Casting’s a precarious thing.
While directors must focus on who’s best for the character at that moment, as the movie ages, the ever-changing career of a thespian can alter the audience’s relationship to their performance. It might be stuck in time in terms of being recorded for posterity, but its effect can be bolstered or upended based on their legacy.
Case in point: Laurence Fishburne recently revealed he turned down Radio Raheem in Do the Right Thing, ultimately played by Bill Nunn. Though the prospect of adding one of the all-timers to one of the all-timers might be too juicy not to salivate over, there’s a chance that Fishburne’s subsequent fame would’ve thrown off the movie’s inherently-tenuous ensemble balance for those watching today.

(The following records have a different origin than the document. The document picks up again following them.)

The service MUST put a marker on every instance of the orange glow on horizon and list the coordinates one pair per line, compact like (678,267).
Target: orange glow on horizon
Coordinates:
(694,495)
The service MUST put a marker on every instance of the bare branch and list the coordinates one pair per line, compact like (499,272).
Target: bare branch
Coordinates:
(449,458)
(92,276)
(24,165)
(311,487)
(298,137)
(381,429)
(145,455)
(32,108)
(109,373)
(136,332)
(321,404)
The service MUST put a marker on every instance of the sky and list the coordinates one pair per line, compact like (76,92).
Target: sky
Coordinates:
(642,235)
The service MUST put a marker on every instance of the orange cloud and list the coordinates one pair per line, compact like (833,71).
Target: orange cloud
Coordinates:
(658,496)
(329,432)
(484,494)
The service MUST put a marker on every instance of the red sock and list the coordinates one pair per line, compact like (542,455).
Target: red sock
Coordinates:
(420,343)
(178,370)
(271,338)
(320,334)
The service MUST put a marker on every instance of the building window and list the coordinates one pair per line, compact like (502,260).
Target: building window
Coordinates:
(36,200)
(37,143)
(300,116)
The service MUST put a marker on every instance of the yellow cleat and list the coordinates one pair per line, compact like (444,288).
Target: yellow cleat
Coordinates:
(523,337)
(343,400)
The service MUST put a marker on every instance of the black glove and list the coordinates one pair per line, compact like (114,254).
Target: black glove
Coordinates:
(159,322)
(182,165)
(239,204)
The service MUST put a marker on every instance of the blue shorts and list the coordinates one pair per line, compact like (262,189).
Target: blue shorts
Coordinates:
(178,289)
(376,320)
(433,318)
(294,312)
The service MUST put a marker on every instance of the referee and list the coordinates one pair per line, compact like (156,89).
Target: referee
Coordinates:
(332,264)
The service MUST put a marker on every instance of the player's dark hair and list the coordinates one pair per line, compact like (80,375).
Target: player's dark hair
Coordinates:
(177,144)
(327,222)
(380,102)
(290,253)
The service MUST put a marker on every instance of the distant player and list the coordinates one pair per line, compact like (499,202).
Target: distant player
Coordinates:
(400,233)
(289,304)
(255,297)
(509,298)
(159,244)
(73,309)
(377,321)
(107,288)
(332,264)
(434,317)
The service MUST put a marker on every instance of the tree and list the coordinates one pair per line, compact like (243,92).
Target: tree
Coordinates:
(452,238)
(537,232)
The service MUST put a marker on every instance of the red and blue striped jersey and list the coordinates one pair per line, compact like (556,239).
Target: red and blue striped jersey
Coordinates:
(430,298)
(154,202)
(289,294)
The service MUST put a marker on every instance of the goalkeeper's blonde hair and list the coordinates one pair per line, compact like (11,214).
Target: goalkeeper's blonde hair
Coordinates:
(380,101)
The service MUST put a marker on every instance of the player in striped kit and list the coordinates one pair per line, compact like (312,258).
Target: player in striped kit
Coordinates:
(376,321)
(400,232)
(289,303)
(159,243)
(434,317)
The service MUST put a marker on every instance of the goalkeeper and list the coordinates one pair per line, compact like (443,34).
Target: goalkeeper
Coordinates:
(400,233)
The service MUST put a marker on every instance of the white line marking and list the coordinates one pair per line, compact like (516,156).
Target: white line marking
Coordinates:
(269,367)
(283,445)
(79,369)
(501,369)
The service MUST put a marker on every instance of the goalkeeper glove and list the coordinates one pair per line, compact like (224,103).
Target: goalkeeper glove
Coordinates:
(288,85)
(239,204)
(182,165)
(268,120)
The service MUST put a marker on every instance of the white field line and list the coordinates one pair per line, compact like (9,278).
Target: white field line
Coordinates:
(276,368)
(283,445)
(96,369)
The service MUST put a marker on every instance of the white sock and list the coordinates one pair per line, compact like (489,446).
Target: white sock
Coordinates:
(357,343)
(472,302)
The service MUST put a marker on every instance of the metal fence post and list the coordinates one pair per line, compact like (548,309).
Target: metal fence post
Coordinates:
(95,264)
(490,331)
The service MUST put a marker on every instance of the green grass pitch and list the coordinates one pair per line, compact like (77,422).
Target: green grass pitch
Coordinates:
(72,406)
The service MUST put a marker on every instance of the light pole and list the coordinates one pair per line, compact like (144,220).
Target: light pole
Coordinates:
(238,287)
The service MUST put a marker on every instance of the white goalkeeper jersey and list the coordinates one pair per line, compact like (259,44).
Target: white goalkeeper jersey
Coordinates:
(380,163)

If 2020 viewers saw Morpheus carrying around that boombox, our expectation that a celebrity must occupy a crucial role in the proceedings could dampen the surprise of Raheem’s eventual tragedy. One of the many elements making his demise so heartbreaking is that it kind of comes out of nowhere; for most of the story, he feels like just another member of the cast, fully-formed, but without overt indicators that he’ll be the focal point of the climax, a crucial component to the theme that racial America’s a ticking bomb, liable to explode whenever and wherever, and anyone could be caught in the blast, anonymity be damned.
To modern audiences, Bill Nunn is, unfortunately (his talent far surpasses the relative strength of his career), an anyone. But with Fishburne, we’d expect his character to be pivotal enough to warrant being played by a globally-recognizable name and face.
Which goes to show, yet again, that who an actor is is not who an actor will always be. As such, what a movie is is not what that movie will always be, for better and for worse.